We may need to score twice, admits O’Neill

Martin O’Neill has warned his players that they may have to score twice to beat Denmark to a place at the World Cup finals in Russia.

Martin O'Neill admits Ireland must be more positive in the second leg tomorrow. Picture: Lars Ronbog/Getty Images

“With the players that they possess, I believe that they are capable of scoring a goal, so it means we might have to score two to win the match. That’s the way I am looking at it, and we will have to show a bit more creativity during the course of the game at the Aviva. But I think we are capable of doing that,” he said.

“Urged on by a big crowd as well... We have a lot to play for, anyway.”

Ireland were indebted to goalkeeper Darren Randolph for their clean sheet at the Parken Stadium as he pulled off three important saves to keep them level, although he was relieved to see wideman Pione Sisto steer wide of an open goal after he had repelled Eriksen’s first-half effort.

“Darren Randolph is a very fine goalkeeper and I thought he made a very good save, an excellent save, and the one he tipped over the bar. That’s the way he’s been playing for us during the course of this campaign. The players put a big effort into the game. It would have been great if we could have scored a goal, but I think the game is evenly poised for the second leg.

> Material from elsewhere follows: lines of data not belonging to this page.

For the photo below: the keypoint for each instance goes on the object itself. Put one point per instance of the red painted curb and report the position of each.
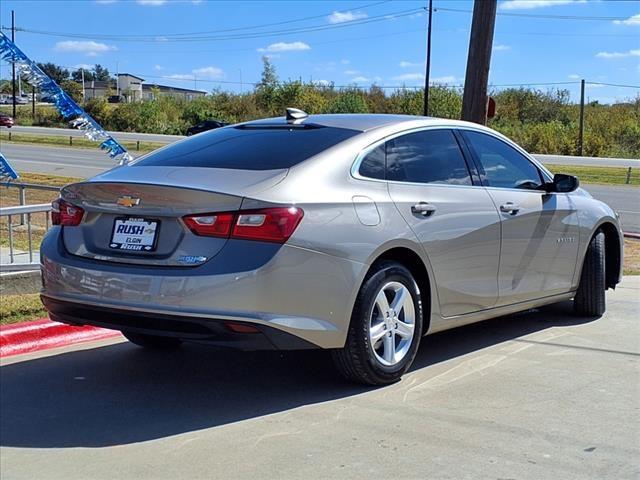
(26, 337)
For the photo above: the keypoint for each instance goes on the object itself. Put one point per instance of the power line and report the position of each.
(612, 84)
(537, 15)
(206, 32)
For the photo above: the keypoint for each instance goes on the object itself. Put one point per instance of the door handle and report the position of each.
(423, 208)
(510, 207)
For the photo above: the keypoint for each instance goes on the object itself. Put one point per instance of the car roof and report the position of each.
(358, 121)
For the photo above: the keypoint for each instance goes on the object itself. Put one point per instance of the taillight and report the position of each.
(65, 214)
(210, 225)
(267, 224)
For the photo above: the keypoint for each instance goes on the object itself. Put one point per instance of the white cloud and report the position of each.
(444, 79)
(409, 77)
(204, 73)
(632, 20)
(531, 4)
(285, 47)
(88, 47)
(180, 76)
(614, 55)
(211, 73)
(341, 17)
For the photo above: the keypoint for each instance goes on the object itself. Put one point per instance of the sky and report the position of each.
(219, 44)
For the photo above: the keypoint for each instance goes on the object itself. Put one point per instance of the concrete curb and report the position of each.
(25, 337)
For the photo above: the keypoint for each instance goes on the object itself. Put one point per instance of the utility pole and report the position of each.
(425, 111)
(474, 99)
(13, 64)
(84, 99)
(581, 132)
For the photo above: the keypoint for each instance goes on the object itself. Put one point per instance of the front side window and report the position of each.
(502, 165)
(428, 156)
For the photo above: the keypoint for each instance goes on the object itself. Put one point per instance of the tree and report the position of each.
(266, 89)
(269, 76)
(88, 75)
(58, 74)
(73, 89)
(101, 73)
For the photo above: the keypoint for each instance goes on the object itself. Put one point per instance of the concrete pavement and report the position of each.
(537, 395)
(625, 199)
(67, 132)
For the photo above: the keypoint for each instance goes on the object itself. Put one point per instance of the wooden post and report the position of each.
(474, 99)
(581, 131)
(425, 111)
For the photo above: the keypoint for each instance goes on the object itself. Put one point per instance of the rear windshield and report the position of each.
(248, 148)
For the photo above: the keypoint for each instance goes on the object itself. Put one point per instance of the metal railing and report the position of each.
(24, 211)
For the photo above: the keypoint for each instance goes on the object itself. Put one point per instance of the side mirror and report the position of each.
(562, 183)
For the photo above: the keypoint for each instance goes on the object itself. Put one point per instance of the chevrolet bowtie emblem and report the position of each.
(127, 201)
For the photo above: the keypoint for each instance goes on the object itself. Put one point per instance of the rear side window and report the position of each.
(429, 156)
(501, 165)
(373, 163)
(253, 148)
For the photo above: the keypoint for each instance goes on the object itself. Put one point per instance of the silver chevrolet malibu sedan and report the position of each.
(354, 233)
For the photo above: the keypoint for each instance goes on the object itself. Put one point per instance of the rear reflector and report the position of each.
(241, 328)
(210, 225)
(266, 224)
(65, 214)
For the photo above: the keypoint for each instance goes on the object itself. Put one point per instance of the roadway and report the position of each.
(80, 162)
(164, 139)
(541, 394)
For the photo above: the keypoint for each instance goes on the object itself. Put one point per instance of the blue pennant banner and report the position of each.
(67, 107)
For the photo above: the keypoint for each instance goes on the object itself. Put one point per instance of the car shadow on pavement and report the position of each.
(120, 394)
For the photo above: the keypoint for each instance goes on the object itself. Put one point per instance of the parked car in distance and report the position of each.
(358, 234)
(204, 126)
(6, 120)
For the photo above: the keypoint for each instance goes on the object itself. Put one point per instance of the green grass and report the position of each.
(77, 142)
(599, 175)
(21, 308)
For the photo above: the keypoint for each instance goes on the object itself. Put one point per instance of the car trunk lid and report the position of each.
(134, 215)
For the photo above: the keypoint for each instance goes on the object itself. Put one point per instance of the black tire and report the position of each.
(357, 361)
(152, 341)
(590, 297)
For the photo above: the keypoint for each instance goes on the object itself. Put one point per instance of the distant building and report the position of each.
(133, 89)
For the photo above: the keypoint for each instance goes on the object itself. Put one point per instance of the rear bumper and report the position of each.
(305, 294)
(206, 330)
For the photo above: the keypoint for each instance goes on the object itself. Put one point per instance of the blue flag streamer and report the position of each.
(67, 107)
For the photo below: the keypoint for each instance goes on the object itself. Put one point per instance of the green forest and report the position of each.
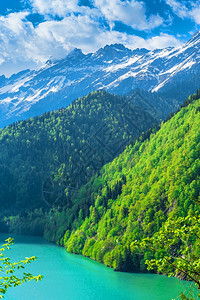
(63, 177)
(150, 183)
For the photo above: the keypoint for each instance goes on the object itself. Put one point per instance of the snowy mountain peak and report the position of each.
(114, 68)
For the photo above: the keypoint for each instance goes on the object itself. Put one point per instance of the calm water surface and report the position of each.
(72, 277)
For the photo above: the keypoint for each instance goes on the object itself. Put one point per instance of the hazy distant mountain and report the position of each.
(114, 68)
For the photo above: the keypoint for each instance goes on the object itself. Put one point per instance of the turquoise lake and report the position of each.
(73, 277)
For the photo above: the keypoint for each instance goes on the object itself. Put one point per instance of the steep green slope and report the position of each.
(136, 193)
(45, 157)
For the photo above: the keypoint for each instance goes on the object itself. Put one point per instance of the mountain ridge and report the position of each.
(114, 68)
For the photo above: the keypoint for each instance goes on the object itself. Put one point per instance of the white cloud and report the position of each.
(186, 9)
(132, 13)
(22, 45)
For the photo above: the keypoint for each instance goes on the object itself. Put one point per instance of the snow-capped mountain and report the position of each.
(113, 68)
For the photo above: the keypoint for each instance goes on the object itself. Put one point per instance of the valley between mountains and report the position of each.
(100, 153)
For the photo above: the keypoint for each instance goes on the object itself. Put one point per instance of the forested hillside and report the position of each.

“[Denmark boss] Age [Hareide] said last night in the press conference that he thinks they are capable of scoring at the Aviva — I wouldn’t doubt that.

“We just have to win the game. We have to score goals to win the match. We would obviously want to be better with the ball in Dublin when we are playing in front of our home fans — and in all honesty, we will need to be if we have to score a goal.”

Hareide was disappointed after seeing his side threaten to take a meaningful advantage to Dublin, but hopeful that there is more to come.

“0-0 at home is not a bad result. A goal away will be very vital for us. They don’t score two many times. We will go to Dublin and try to get that goal.”

Hareide was less than impressed at the suggestion that it had been a poor game and is confident a similar performance at the Aviva will see Denmark through.

He said: “You can say what you want, but I wouldn’t say it was a poor game. We created chances. We had the ball 65%.

“We played well enough to win. If we play like this in Dublin, we win. You can say what you want, that’s your choice. I have my opinion, OK?”